Not included in your delivery

10 grams

Butter

100 milliliter(s)

Water for the Sauce

Energy (kJ)3812 kJ
Energy (kcal)911 kcal
Fat44.3 g
of which saturates18.6 g
Carbohydrate83.5 g
of which sugars11.6 g
Dietary Fibre9.4 g
Protein44.4 g
Salt3.7 g
Due to the different suppliers we purchase our products from, nutritional facts per meal can vary from the website to what is received in the delivered box, depending on your region.
Baking Tray
Aluminum Foil
Garlic Press
Large Saucepan
Large Frying Pan
Bowl
Colander

Cooking Steps

Roast the Tomatoes
1

Preheat your oven to 220°C/200°C fan/gas mark 7.

Halve the tomatoes and pop them onto a piece of foil with a drizzle of oil, then season with salt and pepper. Drizzle over the balsamic glaze. Fold the foil, sealing on all sides to create a parcel. 

When the oven is hot, pop the parcel onto a baking tray and roast on the bottom shelf until softened, 15-20 mins.

Cook the Pasta
2

Meanwhile, peel and grate the garlic (or use a garlic press). Bring a large saucepan of water to the boil with ½ tsp salt for the tagliatelle.

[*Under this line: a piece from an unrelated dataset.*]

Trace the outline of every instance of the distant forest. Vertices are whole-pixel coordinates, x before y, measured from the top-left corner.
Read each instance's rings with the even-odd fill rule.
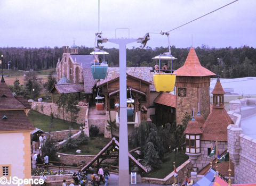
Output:
[[[114,48],[105,50],[109,53],[106,56],[109,66],[118,66],[118,50]],[[195,50],[202,65],[219,74],[221,78],[256,76],[256,49],[253,47],[210,48],[202,46]],[[93,48],[78,47],[80,55],[89,55],[93,50]],[[163,47],[154,49],[149,47],[143,49],[127,49],[127,66],[153,67],[158,62],[151,58],[167,51],[167,48]],[[173,46],[171,51],[173,56],[178,58],[173,61],[173,69],[177,69],[184,64],[189,48],[178,48]],[[7,62],[11,60],[11,69],[22,70],[55,68],[58,59],[59,57],[61,59],[63,52],[63,47],[57,47],[54,48],[0,48],[0,54],[4,55],[4,68],[8,68]]]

Pop a large frying pan on high heat with a drizzle of oil. Pat the monkfish pieces dry with kitchen paper.

Once hot, add the chorizo and monkfish to the pan and season with salt and pepper.

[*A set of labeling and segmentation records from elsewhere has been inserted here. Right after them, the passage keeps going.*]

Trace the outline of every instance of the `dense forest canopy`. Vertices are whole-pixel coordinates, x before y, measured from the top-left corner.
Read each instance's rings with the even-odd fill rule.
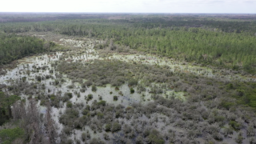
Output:
[[[72,14],[71,14],[72,15]],[[36,22],[2,22],[5,33],[54,31],[97,38],[179,60],[255,74],[256,21],[254,15],[73,14]],[[58,15],[56,18],[62,18]],[[6,17],[5,17],[6,18]],[[43,16],[42,18],[44,18]],[[226,18],[226,19],[225,19]]]

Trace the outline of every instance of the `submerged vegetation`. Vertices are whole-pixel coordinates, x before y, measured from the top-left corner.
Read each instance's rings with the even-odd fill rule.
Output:
[[[256,142],[254,15],[40,14],[0,15],[0,143]]]

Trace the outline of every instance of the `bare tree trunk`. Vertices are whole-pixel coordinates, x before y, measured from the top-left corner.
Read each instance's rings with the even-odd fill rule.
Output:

Cook for 3-4 mins each side, adjusting the heat as needed. Stir the garlic and butter (see pantry for amount) in with the fish for the final min.

Fry Time
3

Once cooked, transfer the chorizo, monkfish and remaining butter from the pan to a bowl and cover to keep warm. IMPORTANT: Wash your hands and equipment after handling raw fish. It's cooked when opaque in the middle.

Cook the Pasta
4

When boiling, add the tagliatelle to the water and bring back to the boil. Cook until tender, 3-4 mins.

Once cooked, drain in a colander and pop back in the pan. Drizzle with oil and stir through to stop it sticking together.

Hey Pesto
5

Next, pop your frying pan (no need to clean) back on medium heat with the creme fraiche, pesto, vegetable stock paste and water for the sauce (see pantry for amount). Stir together and bring to the boil, then simmer until thickened, 2-3 mins.

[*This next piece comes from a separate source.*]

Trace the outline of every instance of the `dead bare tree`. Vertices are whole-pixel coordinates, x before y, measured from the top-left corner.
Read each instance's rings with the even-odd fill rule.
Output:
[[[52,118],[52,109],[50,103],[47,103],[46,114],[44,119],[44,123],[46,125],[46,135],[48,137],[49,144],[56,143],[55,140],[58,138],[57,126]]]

Once thickened, stir through the peas, cooked tagliatelle and hard Italian style cheese. Cook until piping hot, 1-2 mins. Add a splash of water if it's a little thick.

Taste and season with salt and pepper if needed, then remove from the heat.

Finish and Serve
6

When everything's ready, share the pesto tagliatelle between your bowls.

Spoon over the roasted tomatoes (discard the juices in the foil) and top with the chorizo butter monkfish.